Using R with Excel

Quite often that I get a dataset sent to me in an Excel format, that I want to use R to perform additional analysis afterward.  My solution is always exporting the excel file to CSV format (to ease some of the problem with missing cell value). I recently discovered a new solution to bypass this step and read-in the data from Excel to R directly.

With the help of “RODBC” package, reading the data from excel spreadsheet seems quite simple.

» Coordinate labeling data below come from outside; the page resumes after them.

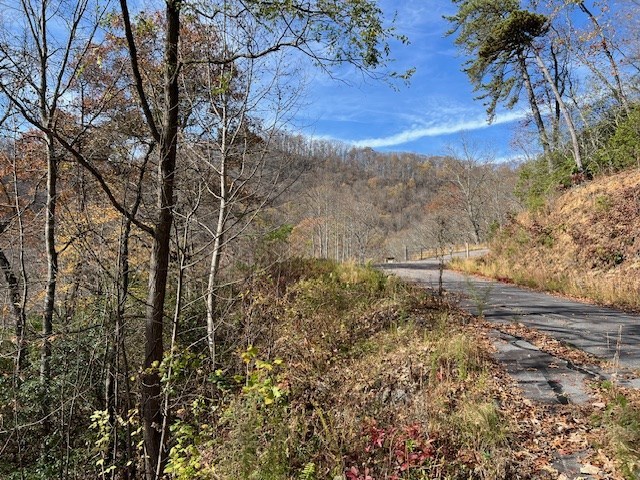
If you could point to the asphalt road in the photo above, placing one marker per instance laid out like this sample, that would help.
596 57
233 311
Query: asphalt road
605 332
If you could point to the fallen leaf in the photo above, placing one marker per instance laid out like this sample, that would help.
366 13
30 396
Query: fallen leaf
589 469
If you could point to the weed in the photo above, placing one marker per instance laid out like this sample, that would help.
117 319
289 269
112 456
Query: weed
621 422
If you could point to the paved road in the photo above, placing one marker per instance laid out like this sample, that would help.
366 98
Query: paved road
607 333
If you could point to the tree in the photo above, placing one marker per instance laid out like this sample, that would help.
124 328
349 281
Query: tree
317 30
499 35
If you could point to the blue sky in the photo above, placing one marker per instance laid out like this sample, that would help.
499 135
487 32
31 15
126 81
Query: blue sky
432 113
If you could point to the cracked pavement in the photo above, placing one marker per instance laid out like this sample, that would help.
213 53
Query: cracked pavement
607 333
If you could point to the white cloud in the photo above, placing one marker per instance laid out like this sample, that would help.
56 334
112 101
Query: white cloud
434 130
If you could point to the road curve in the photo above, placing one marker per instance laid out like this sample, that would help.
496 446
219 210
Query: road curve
605 332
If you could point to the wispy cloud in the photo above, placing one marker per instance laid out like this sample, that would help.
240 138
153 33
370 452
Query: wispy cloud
434 130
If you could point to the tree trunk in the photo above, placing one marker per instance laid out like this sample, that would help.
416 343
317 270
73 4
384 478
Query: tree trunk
15 300
215 258
159 261
52 276
565 113
537 117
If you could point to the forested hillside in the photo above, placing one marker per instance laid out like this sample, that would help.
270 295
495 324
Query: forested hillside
174 303
359 204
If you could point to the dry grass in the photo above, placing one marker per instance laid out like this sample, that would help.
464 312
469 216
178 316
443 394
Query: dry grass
585 244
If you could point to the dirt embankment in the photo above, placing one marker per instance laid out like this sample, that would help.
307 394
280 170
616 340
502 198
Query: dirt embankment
584 243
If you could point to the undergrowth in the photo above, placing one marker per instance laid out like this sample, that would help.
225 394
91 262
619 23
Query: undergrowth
621 428
359 377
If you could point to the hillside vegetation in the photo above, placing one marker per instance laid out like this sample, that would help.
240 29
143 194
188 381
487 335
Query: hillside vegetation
584 243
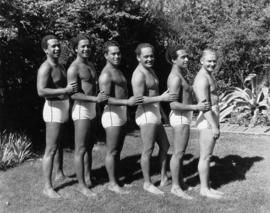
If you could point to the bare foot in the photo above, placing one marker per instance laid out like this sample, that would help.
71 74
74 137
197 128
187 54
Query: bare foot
86 192
180 193
216 191
184 186
164 182
117 189
49 192
88 182
60 177
152 189
209 194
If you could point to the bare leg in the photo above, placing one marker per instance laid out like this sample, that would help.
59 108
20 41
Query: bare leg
114 143
181 137
88 166
164 145
148 135
58 159
52 137
82 128
88 157
207 144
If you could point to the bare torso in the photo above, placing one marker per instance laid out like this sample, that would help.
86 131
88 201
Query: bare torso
57 78
118 87
211 85
86 76
151 87
184 90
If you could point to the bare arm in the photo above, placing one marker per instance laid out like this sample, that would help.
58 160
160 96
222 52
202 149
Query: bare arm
72 76
43 76
138 87
105 84
202 92
174 85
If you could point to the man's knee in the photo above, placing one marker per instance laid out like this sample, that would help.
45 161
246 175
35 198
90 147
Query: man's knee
80 150
112 152
206 157
146 153
50 150
178 155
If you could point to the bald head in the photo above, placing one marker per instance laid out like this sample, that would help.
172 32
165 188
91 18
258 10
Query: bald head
209 60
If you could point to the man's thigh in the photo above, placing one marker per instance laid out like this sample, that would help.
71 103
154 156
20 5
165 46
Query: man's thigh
114 137
207 142
82 129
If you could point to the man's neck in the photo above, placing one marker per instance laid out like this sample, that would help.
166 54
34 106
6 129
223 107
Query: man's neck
111 66
53 61
82 60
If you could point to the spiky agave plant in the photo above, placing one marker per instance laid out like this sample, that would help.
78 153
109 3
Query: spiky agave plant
15 148
253 99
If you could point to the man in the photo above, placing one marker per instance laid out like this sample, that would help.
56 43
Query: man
51 84
114 84
145 83
181 115
83 72
205 89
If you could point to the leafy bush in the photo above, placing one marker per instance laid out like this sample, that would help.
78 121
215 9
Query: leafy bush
15 148
246 104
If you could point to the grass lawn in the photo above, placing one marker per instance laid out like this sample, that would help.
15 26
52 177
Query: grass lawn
240 168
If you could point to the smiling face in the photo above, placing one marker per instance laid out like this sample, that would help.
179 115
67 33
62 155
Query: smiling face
113 55
84 48
53 48
182 59
209 61
146 58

I believe, though, that this is still limited to “xls” file format, and not the newer “xlsx” file format.

1. You need to establish a connection channel between R and your data base file “DBF”

> ch <- odbcConnectExcel("datafile.xls")

If you are using the windows GUI for R, you can ask for a dialog box to enter the file directly using

> ch <- odbcConnectExcel()

2. You can then view the spreadsheets within the file using

> sqlTables(ch)

3. To fetch the data into R bypassing “read.table”

> excelData <- sqlFetch(ch,"spreadsheet", ## avoid string2factor conversion

> excelData_withspace <- sqlFetch(ch,'spreadsheet name$' ) ## notice the additional $ sign and single quote

If the spreadsheet name contains a space, you will need to enclose the name within a single quote.

4. Once you finish working on the spreadsheet, you should close the connection.

> close(ch)